Slicing pictures (3) photo chop

In the article this week i describe how to do the slicing with Adobe Photoshop 6 using tips from the previous Adobe articles about Shift Control J , Saved Selections and the naming conventions.
No i did not sliced all the pictures of remote controls this way. The first pictures i even sliced on a less efficient way!
  • Load the Photoshop file with the picture ( see article 1 )
  • In the Photoshop file are already saved selections for the columns ( article 2)
  • Make for each Row (starting with the top row a separate layer using Shift Control J. Rename the layer to Dnn where nn is the Row number. At this moment the layer contains the picture data for the columns A B C and D for this row.

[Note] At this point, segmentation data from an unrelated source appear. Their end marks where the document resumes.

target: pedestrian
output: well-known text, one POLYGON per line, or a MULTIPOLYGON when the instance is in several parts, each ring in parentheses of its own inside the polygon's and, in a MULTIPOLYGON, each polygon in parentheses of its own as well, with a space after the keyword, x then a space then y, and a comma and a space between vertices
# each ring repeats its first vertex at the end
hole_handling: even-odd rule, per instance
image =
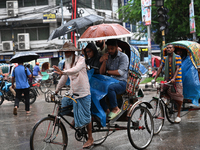
POLYGON ((40 64, 39 62, 36 62, 35 67, 33 68, 33 76, 35 77, 35 80, 37 82, 42 80, 42 74, 41 74, 41 71, 40 71, 39 64, 40 64))
POLYGON ((181 122, 180 112, 183 103, 183 85, 182 85, 182 70, 181 70, 181 57, 174 53, 174 45, 167 45, 167 56, 162 59, 162 63, 157 71, 157 74, 152 80, 155 82, 163 67, 165 69, 165 81, 171 81, 173 86, 167 89, 167 94, 171 99, 175 100, 178 104, 178 114, 175 119, 176 123, 181 122))
POLYGON ((89 79, 86 71, 85 58, 75 55, 75 51, 78 49, 73 43, 66 42, 63 48, 59 50, 65 52, 65 70, 61 71, 57 66, 53 66, 55 72, 61 75, 59 83, 56 87, 55 93, 65 85, 67 79, 70 79, 70 91, 76 93, 79 96, 74 96, 77 103, 72 99, 64 97, 61 107, 73 105, 74 121, 72 125, 81 128, 87 125, 88 140, 83 145, 83 148, 88 148, 93 144, 92 138, 92 123, 91 123, 91 94, 89 79))
POLYGON ((13 109, 13 114, 17 115, 17 109, 19 108, 19 100, 21 100, 22 94, 25 98, 25 111, 26 114, 30 113, 30 103, 29 103, 29 83, 28 77, 31 77, 30 71, 23 66, 23 62, 19 62, 18 66, 14 69, 12 73, 12 88, 14 89, 14 81, 16 82, 16 98, 13 109), (26 74, 27 73, 27 74, 26 74))

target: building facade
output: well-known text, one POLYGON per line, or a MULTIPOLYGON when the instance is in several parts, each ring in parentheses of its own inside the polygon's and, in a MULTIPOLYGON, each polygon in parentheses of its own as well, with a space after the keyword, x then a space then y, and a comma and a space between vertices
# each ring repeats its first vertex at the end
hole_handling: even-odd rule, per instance
MULTIPOLYGON (((72 0, 7 0, 0 1, 0 61, 8 61, 16 52, 35 51, 41 62, 58 64, 63 39, 47 41, 53 30, 71 19, 72 0), (63 15, 62 9, 63 8, 63 15), (54 14, 54 21, 45 21, 45 14, 54 14)), ((97 14, 104 22, 121 23, 117 10, 121 0, 77 0, 77 17, 97 14)), ((81 29, 82 34, 85 29, 81 29)), ((70 36, 65 36, 65 41, 70 36)))

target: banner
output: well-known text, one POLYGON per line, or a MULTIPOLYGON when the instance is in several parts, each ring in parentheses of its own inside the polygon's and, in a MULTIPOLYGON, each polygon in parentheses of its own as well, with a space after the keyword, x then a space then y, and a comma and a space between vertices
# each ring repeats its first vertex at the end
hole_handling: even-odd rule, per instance
POLYGON ((44 13, 43 23, 52 23, 52 22, 57 22, 56 13, 44 13))
POLYGON ((195 27, 193 0, 191 0, 191 3, 189 5, 189 18, 190 18, 190 33, 195 33, 196 32, 196 27, 195 27))
POLYGON ((144 25, 151 25, 151 0, 141 0, 142 22, 144 25))

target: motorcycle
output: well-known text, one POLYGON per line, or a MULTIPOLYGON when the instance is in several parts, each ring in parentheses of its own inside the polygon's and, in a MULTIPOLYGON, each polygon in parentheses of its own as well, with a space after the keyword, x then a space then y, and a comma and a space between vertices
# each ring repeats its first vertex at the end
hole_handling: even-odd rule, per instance
MULTIPOLYGON (((3 103, 4 100, 14 102, 14 95, 10 91, 9 87, 12 86, 10 82, 4 80, 3 77, 0 77, 0 105, 3 103)), ((39 94, 37 88, 34 86, 30 87, 29 89, 29 98, 30 104, 33 104, 36 101, 36 97, 39 94)), ((20 100, 25 103, 24 95, 22 95, 22 99, 20 100)))

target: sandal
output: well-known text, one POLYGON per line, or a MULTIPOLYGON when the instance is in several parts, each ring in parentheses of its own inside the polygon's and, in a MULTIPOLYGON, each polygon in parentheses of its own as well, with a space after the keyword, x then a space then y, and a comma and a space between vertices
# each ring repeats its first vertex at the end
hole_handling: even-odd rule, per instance
POLYGON ((121 109, 119 109, 116 113, 114 113, 114 112, 111 111, 111 112, 108 114, 109 120, 114 119, 114 118, 117 117, 120 113, 121 113, 121 109))

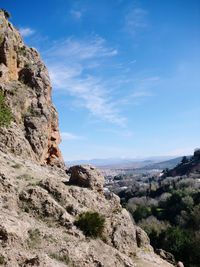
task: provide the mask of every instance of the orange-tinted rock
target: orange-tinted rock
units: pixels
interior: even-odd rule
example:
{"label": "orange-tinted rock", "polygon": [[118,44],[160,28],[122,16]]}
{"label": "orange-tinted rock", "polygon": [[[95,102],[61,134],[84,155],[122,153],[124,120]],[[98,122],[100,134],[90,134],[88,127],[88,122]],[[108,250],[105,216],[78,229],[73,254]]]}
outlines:
{"label": "orange-tinted rock", "polygon": [[47,68],[39,53],[24,45],[2,11],[0,90],[13,113],[10,127],[0,128],[0,149],[40,164],[62,166],[58,115]]}

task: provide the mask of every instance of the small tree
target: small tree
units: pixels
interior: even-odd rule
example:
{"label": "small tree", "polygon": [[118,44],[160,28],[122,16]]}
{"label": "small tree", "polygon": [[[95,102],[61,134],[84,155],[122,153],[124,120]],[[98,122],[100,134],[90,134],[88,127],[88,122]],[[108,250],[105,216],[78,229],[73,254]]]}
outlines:
{"label": "small tree", "polygon": [[93,238],[101,237],[105,218],[98,212],[83,212],[79,215],[78,219],[75,221],[75,225],[83,231],[86,236]]}

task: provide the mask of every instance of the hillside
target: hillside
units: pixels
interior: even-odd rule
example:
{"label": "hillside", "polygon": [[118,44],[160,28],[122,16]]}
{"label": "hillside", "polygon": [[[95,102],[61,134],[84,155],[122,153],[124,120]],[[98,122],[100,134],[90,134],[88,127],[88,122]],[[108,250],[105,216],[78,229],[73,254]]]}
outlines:
{"label": "hillside", "polygon": [[0,264],[170,267],[91,166],[66,170],[48,71],[0,11]]}

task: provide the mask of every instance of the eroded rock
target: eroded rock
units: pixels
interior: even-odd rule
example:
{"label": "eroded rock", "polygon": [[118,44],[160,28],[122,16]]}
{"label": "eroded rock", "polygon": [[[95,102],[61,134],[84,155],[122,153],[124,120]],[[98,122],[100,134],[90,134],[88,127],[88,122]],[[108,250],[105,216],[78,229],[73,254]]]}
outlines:
{"label": "eroded rock", "polygon": [[104,177],[95,167],[77,165],[69,168],[68,173],[70,174],[69,184],[103,191]]}
{"label": "eroded rock", "polygon": [[0,11],[0,90],[13,122],[0,129],[0,149],[40,163],[63,167],[58,148],[58,115],[51,100],[48,71],[39,53]]}

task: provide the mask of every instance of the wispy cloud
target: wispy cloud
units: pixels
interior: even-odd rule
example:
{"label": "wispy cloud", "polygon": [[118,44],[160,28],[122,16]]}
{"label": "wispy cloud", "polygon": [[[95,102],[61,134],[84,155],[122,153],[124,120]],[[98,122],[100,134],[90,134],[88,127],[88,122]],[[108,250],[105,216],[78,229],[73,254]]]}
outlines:
{"label": "wispy cloud", "polygon": [[22,27],[19,29],[19,31],[22,37],[29,37],[35,33],[35,30],[28,28],[28,27],[25,27],[25,28]]}
{"label": "wispy cloud", "polygon": [[75,10],[72,9],[70,10],[70,14],[77,20],[81,19],[83,12],[81,10]]}
{"label": "wispy cloud", "polygon": [[138,30],[147,28],[147,14],[148,12],[142,8],[130,10],[125,16],[125,29],[135,34]]}
{"label": "wispy cloud", "polygon": [[80,41],[69,38],[56,43],[46,52],[46,57],[55,89],[75,97],[79,107],[95,117],[124,126],[126,118],[116,107],[110,89],[101,77],[92,73],[101,60],[106,61],[117,53],[100,37]]}
{"label": "wispy cloud", "polygon": [[77,63],[83,60],[112,57],[117,55],[118,51],[107,47],[105,39],[95,36],[86,40],[67,38],[56,42],[46,53],[52,58],[62,57],[62,59],[73,60]]}
{"label": "wispy cloud", "polygon": [[75,135],[69,132],[61,132],[62,141],[69,141],[69,140],[82,140],[84,139],[83,136]]}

  • During this process hide the layers with the sliced parts.
  • When ready with creating all rows you can start slicing this rows:
  • Select and make visible the first row  ( D01 )
  • Use load selection A to load column A. Use Shift CTRL J Rename the new Layer to A01  
  • Use load selection B to load column C. Use Shift CTRL J Rename the new Layer to B01  
  • Use load selection C to load column C. Use Shift CTRL J Rename the new Layer to C01
  • The “original” first row already had the name D01 (This layer has column A, B and C now slices off from D)  

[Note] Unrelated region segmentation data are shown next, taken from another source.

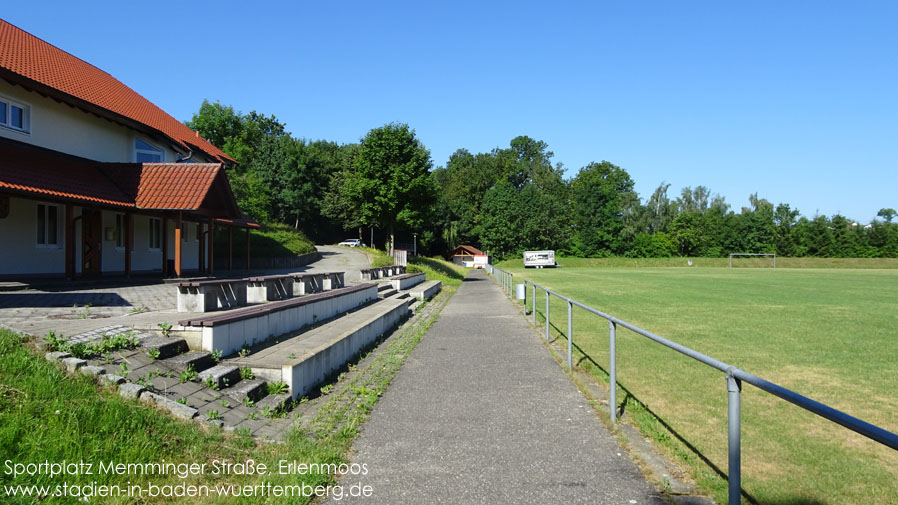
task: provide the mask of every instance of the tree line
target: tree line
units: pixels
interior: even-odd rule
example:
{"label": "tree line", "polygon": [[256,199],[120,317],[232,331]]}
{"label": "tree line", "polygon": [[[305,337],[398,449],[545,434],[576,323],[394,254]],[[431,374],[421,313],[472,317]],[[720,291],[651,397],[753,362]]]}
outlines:
{"label": "tree line", "polygon": [[229,180],[244,212],[281,222],[316,241],[377,228],[384,246],[417,234],[440,254],[472,244],[497,258],[528,249],[584,257],[781,256],[898,257],[898,215],[857,223],[846,216],[802,216],[757,194],[738,211],[705,186],[670,196],[662,183],[646,199],[608,161],[565,178],[545,142],[520,136],[506,148],[453,153],[434,169],[430,152],[405,124],[372,129],[358,144],[292,137],[274,116],[242,114],[204,101],[187,125],[238,161]]}

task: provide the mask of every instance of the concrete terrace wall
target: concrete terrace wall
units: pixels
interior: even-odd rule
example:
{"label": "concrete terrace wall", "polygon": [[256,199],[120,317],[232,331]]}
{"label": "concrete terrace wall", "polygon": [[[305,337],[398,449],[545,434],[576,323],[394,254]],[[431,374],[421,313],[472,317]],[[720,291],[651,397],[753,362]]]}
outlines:
{"label": "concrete terrace wall", "polygon": [[359,350],[396,326],[408,314],[409,302],[408,298],[379,302],[392,303],[394,306],[343,334],[309,337],[306,342],[313,347],[308,353],[281,368],[282,380],[287,383],[293,399],[304,396],[328,374],[345,365]]}

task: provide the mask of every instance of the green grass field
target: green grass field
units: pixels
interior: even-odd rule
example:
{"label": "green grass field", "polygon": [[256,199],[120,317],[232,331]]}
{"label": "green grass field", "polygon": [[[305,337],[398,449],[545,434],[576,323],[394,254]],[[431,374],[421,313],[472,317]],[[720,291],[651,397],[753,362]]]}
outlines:
{"label": "green grass field", "polygon": [[[898,432],[898,270],[882,270],[888,261],[863,265],[878,270],[594,266],[603,261],[562,259],[563,268],[543,270],[524,270],[520,261],[499,266]],[[541,319],[544,295],[537,292],[536,300]],[[553,301],[550,316],[566,333],[566,305]],[[576,308],[573,320],[574,343],[607,368],[608,323]],[[725,503],[725,481],[712,469],[727,468],[724,375],[623,329],[617,356],[620,385],[675,433],[632,403],[631,418]],[[574,359],[605,377],[582,353]],[[625,396],[619,389],[618,399]],[[743,388],[742,414],[743,489],[758,503],[898,504],[898,451],[750,385]]]}

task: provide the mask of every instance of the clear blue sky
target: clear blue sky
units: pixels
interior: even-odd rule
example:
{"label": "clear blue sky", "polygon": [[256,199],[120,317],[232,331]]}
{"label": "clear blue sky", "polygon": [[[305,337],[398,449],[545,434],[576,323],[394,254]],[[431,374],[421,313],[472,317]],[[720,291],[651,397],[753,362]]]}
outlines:
{"label": "clear blue sky", "polygon": [[898,208],[896,2],[28,4],[0,16],[180,120],[207,98],[340,143],[405,122],[434,166],[529,135],[643,198]]}

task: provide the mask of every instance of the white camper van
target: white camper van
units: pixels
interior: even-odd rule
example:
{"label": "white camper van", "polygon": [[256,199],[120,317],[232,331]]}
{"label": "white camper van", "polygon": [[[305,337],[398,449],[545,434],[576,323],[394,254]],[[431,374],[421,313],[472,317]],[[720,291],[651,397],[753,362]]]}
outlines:
{"label": "white camper van", "polygon": [[524,251],[524,267],[555,267],[555,251]]}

Do this on a similar way with all the rows.
If you need combinations of columns load the saved selection of the combination ( E.g. AB or BC ) Rename the layer using the naming convention earlier explained, ( E..g A01B  or B07C )

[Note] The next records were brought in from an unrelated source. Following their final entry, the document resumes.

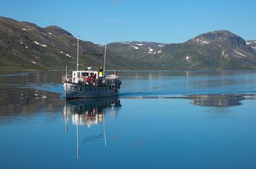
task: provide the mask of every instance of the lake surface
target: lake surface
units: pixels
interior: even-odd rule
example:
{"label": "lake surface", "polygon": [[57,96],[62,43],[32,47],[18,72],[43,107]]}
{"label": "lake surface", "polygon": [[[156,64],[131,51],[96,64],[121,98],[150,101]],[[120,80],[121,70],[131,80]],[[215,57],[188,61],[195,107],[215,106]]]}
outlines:
{"label": "lake surface", "polygon": [[61,72],[0,72],[0,168],[255,168],[256,72],[119,72],[65,101]]}

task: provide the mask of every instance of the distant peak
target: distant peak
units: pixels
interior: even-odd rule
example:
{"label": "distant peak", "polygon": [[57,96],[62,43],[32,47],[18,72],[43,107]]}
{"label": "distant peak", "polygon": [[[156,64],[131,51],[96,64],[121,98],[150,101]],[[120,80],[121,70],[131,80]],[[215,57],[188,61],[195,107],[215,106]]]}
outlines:
{"label": "distant peak", "polygon": [[62,29],[62,28],[60,28],[57,26],[54,26],[54,25],[51,25],[51,26],[49,26],[45,28],[45,29],[48,30],[51,30],[52,32],[55,32],[61,34],[67,34],[68,35],[70,36],[73,36],[71,33],[69,33],[69,32],[67,32],[67,30]]}

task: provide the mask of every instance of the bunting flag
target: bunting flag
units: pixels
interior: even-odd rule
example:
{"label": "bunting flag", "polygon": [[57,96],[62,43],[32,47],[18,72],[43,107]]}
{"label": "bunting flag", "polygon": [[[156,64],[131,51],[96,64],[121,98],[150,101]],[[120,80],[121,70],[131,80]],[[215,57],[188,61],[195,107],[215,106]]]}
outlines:
{"label": "bunting flag", "polygon": [[103,56],[102,54],[95,54],[95,53],[89,53],[86,52],[83,52],[83,54],[86,55],[91,55],[91,56]]}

If you have all the slices ready save the Photoshop *.psd file for backup.

The next step is saving each separate layer as separate picture file ( .jpg or .png ) with filename the layer name. Some versions of Adobe Photoshop and some other drawing programs have macro’s or special functions to do this in one step. Before separating and saving first re-size the complete picture to nice size to display it on the web.